Why is ALM important for banks and financial institutions?

An effective ALM program helps financial institutions build and maintain a balanced portfolio, improve earnings, mitigate risk and manage liquidity.

How does ALM help in managing bank liquidity risk?

ALM helps in managing bank liquidity risk by ensuring that banks have sufficient cash and liquid assets to meet their short-term obligations.

What are the key risks associated with bank balance sheet management?

The key risks associated with bank balance sheet management include credit risk, interest rate risk, liquidity risk and operational risk. Failure to adequately manage any of these can also impact reputational risk and trigger regulatory actions.

Regulatory requirements differ by region, but requirements largely leverage guidance from the Basel Committee. The main regulatory metrics employed for liquidity risk management are the liquidity coverage ratio (LCR) and net stable funding ratio (NSFR). Many supervisors also prescribe scenario-based stress testing as a means to ensure liquidity is maintained over adverse conditions.

How do banks use stress testing to manage liquidity risk?

Banks use stress testing to assess their ability to withstand liquidity shocks and ensure they have enough liquidity reserves to meet their obligations over severe, but plausible, adverse scenarios.

What is the role of asset-liability committees (ALCOs) in bank balance sheet management?

ALCOs serve as the internal governing body for asset and liability management at banks. They play a critical role in setting asset and liability targets, monitoring risk exposure and developing strategies to mitigate risk.
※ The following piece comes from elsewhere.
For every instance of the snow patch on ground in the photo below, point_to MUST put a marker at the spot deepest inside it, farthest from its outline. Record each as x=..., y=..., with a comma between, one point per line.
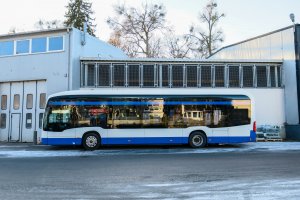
x=20, y=151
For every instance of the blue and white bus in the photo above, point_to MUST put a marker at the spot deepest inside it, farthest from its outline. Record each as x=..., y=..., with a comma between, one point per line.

How does technology and automation help in managing bank balance sheet and liquidity risk?

Technology and automation help banks streamline their processes, reduce manual errors and key person risks, improve auditability, and improve decision making through richer and more timely insights.
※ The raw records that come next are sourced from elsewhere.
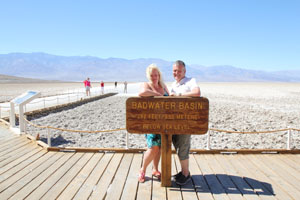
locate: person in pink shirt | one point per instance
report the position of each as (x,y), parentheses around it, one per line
(102,87)
(87,85)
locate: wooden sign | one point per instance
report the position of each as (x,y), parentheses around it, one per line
(171,115)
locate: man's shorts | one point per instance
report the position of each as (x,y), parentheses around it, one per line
(182,144)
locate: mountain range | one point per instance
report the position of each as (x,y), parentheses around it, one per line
(77,68)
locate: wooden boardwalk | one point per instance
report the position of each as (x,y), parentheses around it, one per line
(27,171)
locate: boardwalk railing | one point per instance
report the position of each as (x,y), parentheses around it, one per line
(71,96)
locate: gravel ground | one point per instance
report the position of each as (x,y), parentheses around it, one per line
(233,107)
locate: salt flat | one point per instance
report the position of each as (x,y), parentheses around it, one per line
(233,106)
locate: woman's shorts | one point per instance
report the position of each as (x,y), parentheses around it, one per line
(153,140)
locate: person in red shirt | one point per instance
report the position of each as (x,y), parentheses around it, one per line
(87,85)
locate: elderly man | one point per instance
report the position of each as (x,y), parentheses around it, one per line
(183,86)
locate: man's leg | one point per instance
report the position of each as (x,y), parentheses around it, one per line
(185,167)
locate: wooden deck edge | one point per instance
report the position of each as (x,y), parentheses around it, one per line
(37,142)
(192,151)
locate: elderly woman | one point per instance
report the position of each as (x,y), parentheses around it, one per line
(155,87)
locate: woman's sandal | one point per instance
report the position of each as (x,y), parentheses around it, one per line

What is the importance of cash flow projections in managing bank liquidity risk?

Cash flow projections allow banks to forecast future cash inflows and outflows and plan accordingly. A range of plausible scenarios should be applied to the forecast exercise.

How can banks optimize their liability management?

Banks can optimize their liability management by diversifying their liabilities and assessing their run-off profile. They should also manage their funding sources using advanced analytics and regularly performed scenario analysis.

In light of recent bank failures resulting from inadequate liquidity management practices, banks should anticipate increasing regulatory expectations around their ALM programs. A volatile interest rate environment further challenges balance sheet management. Additionally, as in other industries, financial institutions are facing challenges around finding and maintaining a skilled workforce and operating in a hybrid work environment. To address these challenges, banks are increasingly leveraging technology and analytic advancements, such as cloud computing and AI/ML.